Eine »Extrasuppe« in diesem Sinne kocht das Dussmann-Team für die Profispieler nicht. »Alle Gerichte werden für alle Catering-Bereiche des DFB-Campus auf gleich hohem Niveau zubereitet«, bestätigt Vellage und gibt dann ein Beispiel: »Manuel Neuer bekommt die gleichen Hülsenfrüchte als Beilage zubereitet wie jeder andere Gast im Mitarbeiterrestaurant – von der Rezeptur über die Zubereitung bis zur Darreichung.« Der entscheidende Unterschied: Die Speisepläne der Spieler werden zunächst als Rahmenplan mit einer Einheitspreiskalkulation vorgefertigt. Sobald die Mannschaften dann am DFB-Campus vor Ort sind, werden die Menüs in Absprache mit den jeweils eigenen Sportmanagern und Ernährungsberatern und in Abhängigkeit der Trainingseinheiten der Teams feingetunt – also letztlich hinsichtlich ihres Nährwertgehalts und der finalen Preisauswertung ausgestaltet. Meist sind diese wesentlich hochkalorischer als »normale« Gerichte.

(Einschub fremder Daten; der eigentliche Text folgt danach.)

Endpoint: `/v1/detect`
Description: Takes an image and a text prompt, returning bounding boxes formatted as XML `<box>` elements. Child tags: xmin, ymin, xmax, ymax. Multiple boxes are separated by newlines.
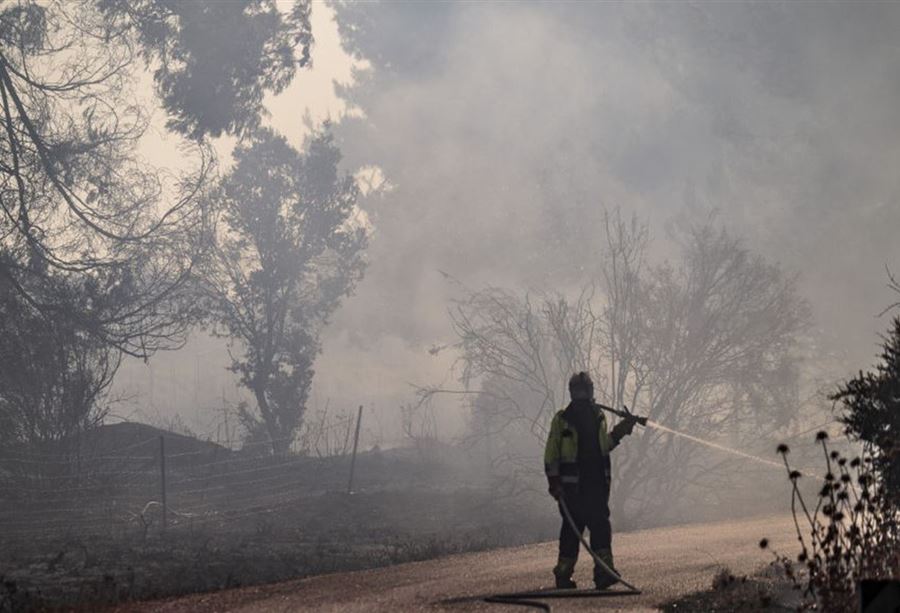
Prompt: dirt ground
<box><xmin>110</xmin><ymin>516</ymin><xmax>796</xmax><ymax>613</ymax></box>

Alles also gar nicht mal so glamourös, wie man es sich vielleicht vorstellen mag. »Hier ist alles vor allem eines: praktikabel«, betont der Dussmann-Manager. Während nämlich die Mitarbeiter aus den Verwaltungsbereichen mittags im öffentlichen Bereich des Restaurants essen, sammeln sich die Spieler nebenan im räumlich getrennten Separee zum gemeinsamen Essen bei einer taktischen Strategie­besprechung. Häufig trainieren die Mannschaften auch bis in die späten Abendstunden, bekommen danach reihenweise physiotherapeutische Anwendung und müssen anschließend ihre Energiespeicher mit hochwertigen Speisen auffüllen. »Wir führen sozu­sagen eine 7-Tage-Woche, fast sogar  einen 24-Stunden-Betrieb. Wir sind praktisch wie ein Hotel – nur sportlicher«, so Vellage. 

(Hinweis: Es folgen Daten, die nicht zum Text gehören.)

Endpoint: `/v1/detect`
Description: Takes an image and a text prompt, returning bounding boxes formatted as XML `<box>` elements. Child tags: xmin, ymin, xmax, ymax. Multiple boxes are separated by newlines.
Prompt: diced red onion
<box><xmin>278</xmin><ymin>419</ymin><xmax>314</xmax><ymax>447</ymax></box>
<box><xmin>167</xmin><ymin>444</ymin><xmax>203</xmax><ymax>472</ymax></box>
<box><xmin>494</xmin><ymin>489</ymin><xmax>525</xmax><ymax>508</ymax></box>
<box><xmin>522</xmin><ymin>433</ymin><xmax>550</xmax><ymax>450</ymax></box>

Eine Aufbereitung des Menüplans ist daher meist nicht länger als zehn bis 14 Tage im Voraus machbar. Zum einen hängt der Menüplan vom frischen Angebot auf dem Markt ab, zum anderen von den individuellen Anforderungen der Mannschaften, die oftmals nicht vier oder fünf Wochen im Voraus festgelegt werden können.

Experiment Ernährungsplan

In seinem Food Service Innovation Lab beschäftigt sich Dussmann schon lange in der Tiefe mit Lebensmitteln, die teils in Vergessenheit geraten und damit von den Speisekarten verschwunden sind. »Oftmals passen diese aber wunderbar in eine nachhaltige, vollwertige Ernährungsweise, da sie hervorragende Mineral- und Nährstoff­lieferanten sind und sich sehr gut vor- und zubereiten lassen. Man denke beispielsweise an die verschiedenen alten Getreidesorten wie Dinkel und Roggen, aber auch an Hülsenfrüchte«, erklärt Oliver Vellage, Leiter der Dussmann-Region Mitte.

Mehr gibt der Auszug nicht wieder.